A research analysis involving 450,000 people found that multivitamins did not reduce the risk of heart disease or cancer.
A 12-year study following mental functioning and the use of 5,947 men showed that multivitamins did not reduce the risk of mental loss or slow-down thinking, such as memory loss.
A study of 1708 heart attack survivors who took up to 55 months of high-dose multivitamin or placebo. There were similar rates of later heart attack, heart surgery, and death in both groups.
The verdict of vitamins
Researchers concluded that the risks of heart disease, cancer, cognitive decline (like memory and slow-down thinking) or early death are not reduced by multivitamins. They also found that vitamin E and beta-carotene
supplements, especially at high doses, seem to be dangerous in previous studies.
“Pills are not a shortcut to improving health and preventing chronic conditions,” says Larry Appel, MD, head of the Johns Hopkins Center for Clinical Research and the Center for Prevention, Epidemiology. “Another nutrition recommendation provides much more evidence of benefits— eating a healthy diet, maintaining healthy weights, and reducing the amount of saturated fat, trans fat, sodium, and sugar you eat.”
“Folic acid prevents defects in the neural tube of babies when women take it prior to or during early pregnancy.
This is why multivitamins for young women are recommended. “Centers for the Control and Prevention of Diseases recommend that all reproductive women receive 400 microgram folic acid per day. The amount of iron in a multivitamin may also benefit women with child-caring potential, adds Appel.
“I do not recommend additional supplements,” says Appel. “If you follow a healthy diet, you will be able to obtain all the necessary vitamins and minerals from food.
What The Experts do:
Healthy foods instead of supplements
“I don’t routinely use any supplements,” said Larry Appel, MD, Center Director, Johns Hopkins Welch Center for Prevention, Epidemiology and Clinical Research. “I’m trying to eat three healthy dishes a day to get the necessary vitamins, mine and nutrients.”
Plenty of produce. “I’m trying to get two or more portions of fruit or vegetables for each meal,” he says. “I have salads and have lunch or dinner several times a week.”
Low-fat dairy and whole grains. ‘Low fat or fat-free milk and yogurt supply calcium, magnesium, potassium and other nutrients,he says.I have milk and breakfast cereals a few times a week and sometimes yogurt as well.
Protein. “We usually have home food for fish or chicken. I’m not a vegetarian ; I’m eating minimal meat instead,”
Appel said. Some fish like salmon are a good source of healthy omega-3 fatty acids.
Whole grain: Grains such as wheat, brown rice and barley still have a fiber-rich outer shell, known as bran and inner germ. It provides good vitamins, minerals and fats. Selecting whole-grain side meals, cereal, bread, and more can reduce the risk of heart disease, type 2 diabetes, and cancer, as well as improve digestion.
Saturated fat: A fat type found in the richness of butter, whole milk, ice cream, fat cheese, fatty meats, poultry skin, palm and coconut oils. Saturated fat increases your LDL heart-threatening cholesterol levels in the bloodstream. It can also impair the ability of your body to absorb blood sugar easily.
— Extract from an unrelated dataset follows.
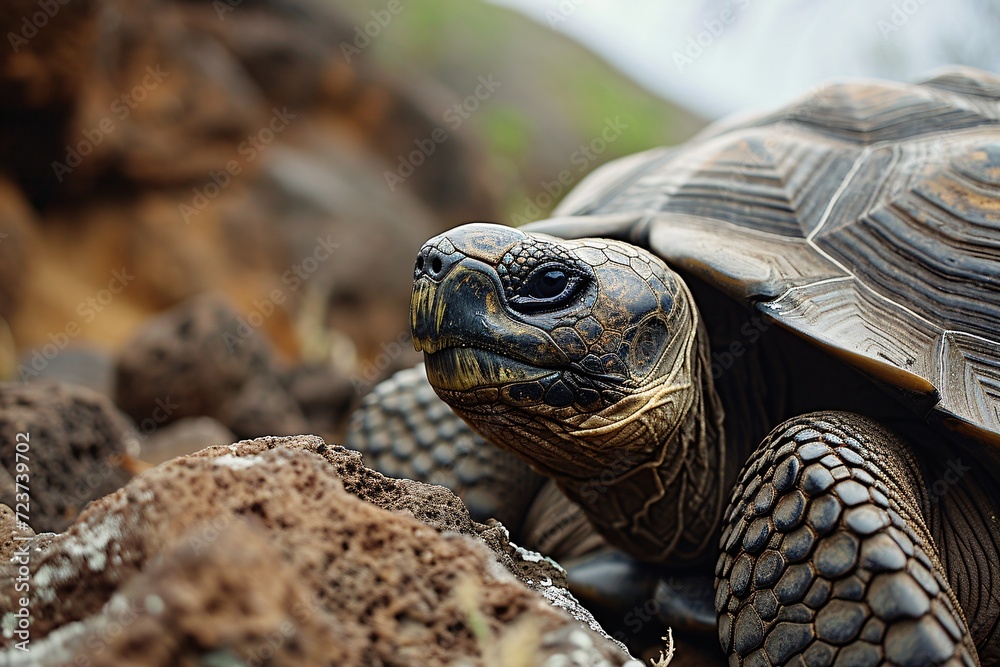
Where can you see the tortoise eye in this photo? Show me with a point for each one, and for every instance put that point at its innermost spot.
(547, 288)
(548, 285)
Limiting saturated fat can help manage your risk of heart disease.
Omega-3 fatty acids (oh-may-ga three fah-tee a-sids): Healthy polyunsaturated fats that the body uses to build brain cell membranes. You are considered essential fats because our body needs them and can not produce them alone; we need food or supplements to take them in. A diet rich in omega 3, found in fatty fish such as salmon, tuna, mackerel and walnuts, flaxseed and canola oil and low in fat saturates can help protect it against heart disease, bowel disease, stroke, and cancer.